Гремит выстрел с улицы. Одиночный. Молодой падает, как подкошенный. У старшего ёкает сердце, дыхание перехвачено. Но тут же его сын шевелится, а затем и шипит:
– Дулю с маслом! Врё-ё-ёшь, не возьмёшь!
Отец переводит дух. Слово «сука», извергнутое парнем полминуты назад, всё ещё коробит сердце. Сколько раз толмил обалдую не материться, а проклятое слово и вовсе забыть. Как об стенку горох! Но главное – сын невредим. И вновь тишина, а затем – сводящее с ума:
– Сдавайтесь! Вы окружены…
Парень тихонько подползает к отцу. Сидя на полу, привалившись к холодной стене, они долго задумчиво разглядывают раскуроченный пулей циферблат настенных часов. Часы не тикают, стрелки встали, маятник замер. Кукушка больше не выпорхнет из своего домика. Время словно остановилось. Отец шепчет:
– Вот мы и остались без часов. Впрочем, зачем они нам теперь? Э-эх, а хорошо бы время и в самом деле остановить, чтоб завтрашний день не наступил никогда. Просто сидеть здесь тихо. Сидеть, сидеть… Лишь бы отстали все, лишь бы никто не трогал…

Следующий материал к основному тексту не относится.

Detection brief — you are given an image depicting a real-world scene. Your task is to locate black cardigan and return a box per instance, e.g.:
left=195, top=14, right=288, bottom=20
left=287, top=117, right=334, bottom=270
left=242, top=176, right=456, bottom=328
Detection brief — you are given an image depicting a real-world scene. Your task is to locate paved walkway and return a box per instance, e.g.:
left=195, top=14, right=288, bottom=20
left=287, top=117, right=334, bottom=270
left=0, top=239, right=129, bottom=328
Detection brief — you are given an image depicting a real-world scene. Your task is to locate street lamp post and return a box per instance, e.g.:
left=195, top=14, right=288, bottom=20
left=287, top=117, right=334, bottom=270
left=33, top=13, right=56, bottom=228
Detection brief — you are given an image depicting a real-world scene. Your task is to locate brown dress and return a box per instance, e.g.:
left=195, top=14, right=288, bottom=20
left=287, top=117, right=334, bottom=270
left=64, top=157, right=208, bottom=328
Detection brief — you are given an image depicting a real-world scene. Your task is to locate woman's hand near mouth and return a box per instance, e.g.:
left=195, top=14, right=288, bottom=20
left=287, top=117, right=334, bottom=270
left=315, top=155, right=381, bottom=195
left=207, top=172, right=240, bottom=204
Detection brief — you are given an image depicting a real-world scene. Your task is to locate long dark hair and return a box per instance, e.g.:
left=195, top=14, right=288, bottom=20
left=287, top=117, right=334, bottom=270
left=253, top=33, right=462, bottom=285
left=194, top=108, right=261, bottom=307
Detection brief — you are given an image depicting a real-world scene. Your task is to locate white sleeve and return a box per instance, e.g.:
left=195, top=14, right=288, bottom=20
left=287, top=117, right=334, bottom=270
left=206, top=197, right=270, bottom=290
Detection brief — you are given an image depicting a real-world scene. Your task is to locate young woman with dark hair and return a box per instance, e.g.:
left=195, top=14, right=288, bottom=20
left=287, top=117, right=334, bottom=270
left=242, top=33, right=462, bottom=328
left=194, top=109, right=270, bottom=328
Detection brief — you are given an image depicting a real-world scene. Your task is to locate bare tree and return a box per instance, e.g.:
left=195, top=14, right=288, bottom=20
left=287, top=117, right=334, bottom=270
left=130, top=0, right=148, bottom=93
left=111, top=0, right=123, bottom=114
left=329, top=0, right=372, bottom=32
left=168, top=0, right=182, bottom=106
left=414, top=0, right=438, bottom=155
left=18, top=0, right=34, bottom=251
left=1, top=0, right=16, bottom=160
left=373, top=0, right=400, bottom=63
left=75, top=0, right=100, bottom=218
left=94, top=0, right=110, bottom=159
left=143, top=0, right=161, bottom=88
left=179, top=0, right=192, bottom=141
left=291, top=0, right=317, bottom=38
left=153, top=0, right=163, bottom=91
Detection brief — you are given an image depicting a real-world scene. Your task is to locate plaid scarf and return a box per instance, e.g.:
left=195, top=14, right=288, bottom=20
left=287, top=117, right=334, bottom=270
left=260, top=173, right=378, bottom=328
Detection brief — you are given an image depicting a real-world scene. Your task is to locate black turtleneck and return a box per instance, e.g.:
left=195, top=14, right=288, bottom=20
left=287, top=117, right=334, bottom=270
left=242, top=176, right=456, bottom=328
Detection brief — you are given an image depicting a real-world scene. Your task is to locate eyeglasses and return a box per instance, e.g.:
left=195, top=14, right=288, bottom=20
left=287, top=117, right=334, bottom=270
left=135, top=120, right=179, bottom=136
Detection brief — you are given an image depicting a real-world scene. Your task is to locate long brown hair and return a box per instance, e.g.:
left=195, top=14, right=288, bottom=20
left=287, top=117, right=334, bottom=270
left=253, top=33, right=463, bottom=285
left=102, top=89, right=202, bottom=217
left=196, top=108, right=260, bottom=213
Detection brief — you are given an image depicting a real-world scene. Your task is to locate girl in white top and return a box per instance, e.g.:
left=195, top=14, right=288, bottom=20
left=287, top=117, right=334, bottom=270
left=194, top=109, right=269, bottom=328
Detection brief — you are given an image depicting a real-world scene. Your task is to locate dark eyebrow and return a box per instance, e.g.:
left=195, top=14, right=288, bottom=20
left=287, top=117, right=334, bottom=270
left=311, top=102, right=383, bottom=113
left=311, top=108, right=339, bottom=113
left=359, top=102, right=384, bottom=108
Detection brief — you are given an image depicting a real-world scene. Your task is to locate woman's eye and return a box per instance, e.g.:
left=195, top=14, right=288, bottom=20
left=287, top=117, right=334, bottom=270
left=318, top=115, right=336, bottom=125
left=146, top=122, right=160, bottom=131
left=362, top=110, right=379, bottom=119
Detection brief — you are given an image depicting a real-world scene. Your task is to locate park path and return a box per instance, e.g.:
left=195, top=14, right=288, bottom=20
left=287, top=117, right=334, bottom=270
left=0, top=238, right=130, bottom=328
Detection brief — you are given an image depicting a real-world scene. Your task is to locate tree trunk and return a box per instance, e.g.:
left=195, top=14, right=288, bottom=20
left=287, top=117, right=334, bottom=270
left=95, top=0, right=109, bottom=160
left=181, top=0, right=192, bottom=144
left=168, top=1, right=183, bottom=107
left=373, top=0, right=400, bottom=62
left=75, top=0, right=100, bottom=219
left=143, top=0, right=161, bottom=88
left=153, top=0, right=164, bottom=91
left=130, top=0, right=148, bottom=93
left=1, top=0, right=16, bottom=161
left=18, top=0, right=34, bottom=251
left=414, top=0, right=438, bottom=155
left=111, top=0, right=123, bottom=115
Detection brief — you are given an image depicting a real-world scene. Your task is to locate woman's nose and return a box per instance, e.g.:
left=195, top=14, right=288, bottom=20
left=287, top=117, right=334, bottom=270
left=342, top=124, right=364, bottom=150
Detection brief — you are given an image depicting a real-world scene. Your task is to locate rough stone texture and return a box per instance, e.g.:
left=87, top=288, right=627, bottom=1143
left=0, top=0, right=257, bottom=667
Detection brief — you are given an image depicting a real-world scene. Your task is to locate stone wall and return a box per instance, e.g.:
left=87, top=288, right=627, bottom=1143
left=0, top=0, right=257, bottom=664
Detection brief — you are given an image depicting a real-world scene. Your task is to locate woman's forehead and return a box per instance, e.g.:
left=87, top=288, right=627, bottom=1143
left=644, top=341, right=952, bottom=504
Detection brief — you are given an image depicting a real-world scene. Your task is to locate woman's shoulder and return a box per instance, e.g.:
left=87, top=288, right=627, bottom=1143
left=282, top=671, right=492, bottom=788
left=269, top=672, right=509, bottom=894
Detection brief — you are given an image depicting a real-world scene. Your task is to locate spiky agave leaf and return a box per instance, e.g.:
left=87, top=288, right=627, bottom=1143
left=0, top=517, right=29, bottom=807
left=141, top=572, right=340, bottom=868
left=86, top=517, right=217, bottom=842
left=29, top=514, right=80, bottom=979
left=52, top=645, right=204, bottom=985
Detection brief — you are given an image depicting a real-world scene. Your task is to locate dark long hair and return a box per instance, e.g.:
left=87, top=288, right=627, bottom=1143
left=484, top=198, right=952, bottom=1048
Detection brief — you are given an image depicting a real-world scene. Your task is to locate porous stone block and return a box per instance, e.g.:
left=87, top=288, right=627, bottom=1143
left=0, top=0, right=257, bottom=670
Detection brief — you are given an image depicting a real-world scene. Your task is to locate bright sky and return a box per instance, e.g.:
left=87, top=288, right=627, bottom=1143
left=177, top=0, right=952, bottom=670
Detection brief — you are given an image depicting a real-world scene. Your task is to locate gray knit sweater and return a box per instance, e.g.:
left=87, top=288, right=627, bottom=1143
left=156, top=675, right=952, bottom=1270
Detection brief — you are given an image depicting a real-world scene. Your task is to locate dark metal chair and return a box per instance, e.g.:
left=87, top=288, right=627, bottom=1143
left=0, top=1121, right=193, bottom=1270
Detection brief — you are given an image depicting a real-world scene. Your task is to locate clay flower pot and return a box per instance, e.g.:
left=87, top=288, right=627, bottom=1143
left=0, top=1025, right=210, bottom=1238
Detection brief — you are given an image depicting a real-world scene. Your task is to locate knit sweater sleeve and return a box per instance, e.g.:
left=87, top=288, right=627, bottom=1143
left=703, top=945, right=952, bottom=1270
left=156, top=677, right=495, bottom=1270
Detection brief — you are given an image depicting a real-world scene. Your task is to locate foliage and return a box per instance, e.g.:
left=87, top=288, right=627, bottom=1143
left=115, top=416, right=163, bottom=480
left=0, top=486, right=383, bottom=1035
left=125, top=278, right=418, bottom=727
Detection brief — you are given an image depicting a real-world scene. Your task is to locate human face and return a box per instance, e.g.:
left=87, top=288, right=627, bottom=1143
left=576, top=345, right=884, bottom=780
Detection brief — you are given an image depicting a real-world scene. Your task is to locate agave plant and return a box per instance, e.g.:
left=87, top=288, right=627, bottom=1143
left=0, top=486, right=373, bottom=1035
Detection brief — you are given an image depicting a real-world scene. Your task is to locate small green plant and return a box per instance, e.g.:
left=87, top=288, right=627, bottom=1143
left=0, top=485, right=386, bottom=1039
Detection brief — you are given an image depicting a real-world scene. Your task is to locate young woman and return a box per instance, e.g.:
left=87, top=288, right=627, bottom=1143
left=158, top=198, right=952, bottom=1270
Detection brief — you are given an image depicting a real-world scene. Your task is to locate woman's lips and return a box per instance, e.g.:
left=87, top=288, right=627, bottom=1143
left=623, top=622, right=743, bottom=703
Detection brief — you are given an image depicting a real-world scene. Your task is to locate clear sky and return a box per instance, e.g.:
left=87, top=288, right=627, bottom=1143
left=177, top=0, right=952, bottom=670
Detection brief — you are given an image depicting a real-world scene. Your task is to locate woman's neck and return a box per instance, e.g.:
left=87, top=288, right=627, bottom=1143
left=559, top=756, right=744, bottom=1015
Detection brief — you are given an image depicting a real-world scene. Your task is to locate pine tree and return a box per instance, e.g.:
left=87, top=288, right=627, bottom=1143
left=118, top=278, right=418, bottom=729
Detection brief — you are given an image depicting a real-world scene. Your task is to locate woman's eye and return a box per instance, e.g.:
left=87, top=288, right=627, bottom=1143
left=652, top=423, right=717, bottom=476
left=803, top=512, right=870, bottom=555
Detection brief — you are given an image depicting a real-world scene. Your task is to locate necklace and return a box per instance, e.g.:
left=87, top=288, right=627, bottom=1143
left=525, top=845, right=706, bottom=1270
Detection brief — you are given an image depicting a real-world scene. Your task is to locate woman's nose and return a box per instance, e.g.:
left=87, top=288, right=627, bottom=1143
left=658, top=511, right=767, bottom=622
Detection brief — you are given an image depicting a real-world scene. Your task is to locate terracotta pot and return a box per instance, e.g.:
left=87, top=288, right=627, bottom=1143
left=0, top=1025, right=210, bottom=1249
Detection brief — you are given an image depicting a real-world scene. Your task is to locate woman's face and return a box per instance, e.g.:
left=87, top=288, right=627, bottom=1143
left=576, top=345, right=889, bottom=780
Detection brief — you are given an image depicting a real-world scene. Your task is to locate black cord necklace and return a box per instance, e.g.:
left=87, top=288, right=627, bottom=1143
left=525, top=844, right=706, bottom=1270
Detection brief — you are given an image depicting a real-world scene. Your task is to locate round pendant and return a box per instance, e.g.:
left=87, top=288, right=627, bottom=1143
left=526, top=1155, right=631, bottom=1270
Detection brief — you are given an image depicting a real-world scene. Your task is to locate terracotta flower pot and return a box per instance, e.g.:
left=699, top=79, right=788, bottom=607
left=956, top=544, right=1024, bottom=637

– Вечно сидеть тут? Не-е-е, – сын ухмыляется, зажмурившись, будто от удовольствия. – Если мечтать не вредно, то я бы лучше на ракете улетел – вон как эти Белка и Стрелка. Унёсся бы ввысь. Тогда ищи-свищи.
Чуть заметная улыбка трогает губы отца. А сын, не открывая глаз, продолжает:
– Представь. Вот летят две собачьи души по космосу. Земля со всем своим говном где-то далеко внизу. Мимо проносятся звёзды и эти, как их там, метеориты. А они всё летят – две эти сучки Белка и Стрелка. Выше, выше… Как думаешь, скоро человека в космос запустят?
– Похоже, недолго ждать осталось, есть у меня такое предчувствие… Так значит, говоришь, русские не сдаются?
– Ну, да, – от неожиданного поворота сын открывает глаза, смотрит вопросительно.
– Сдаются русские. Я – русский. И я сдался. Как миленький. Сам. Просто поднял руки, когда увидел направленный на меня фашистский шмайсер, – отец, отложив в сторонку карабин Мосина с отпиленным прикладом, показывает раскрытые ладони, затем для наглядности чуть поднимает руки.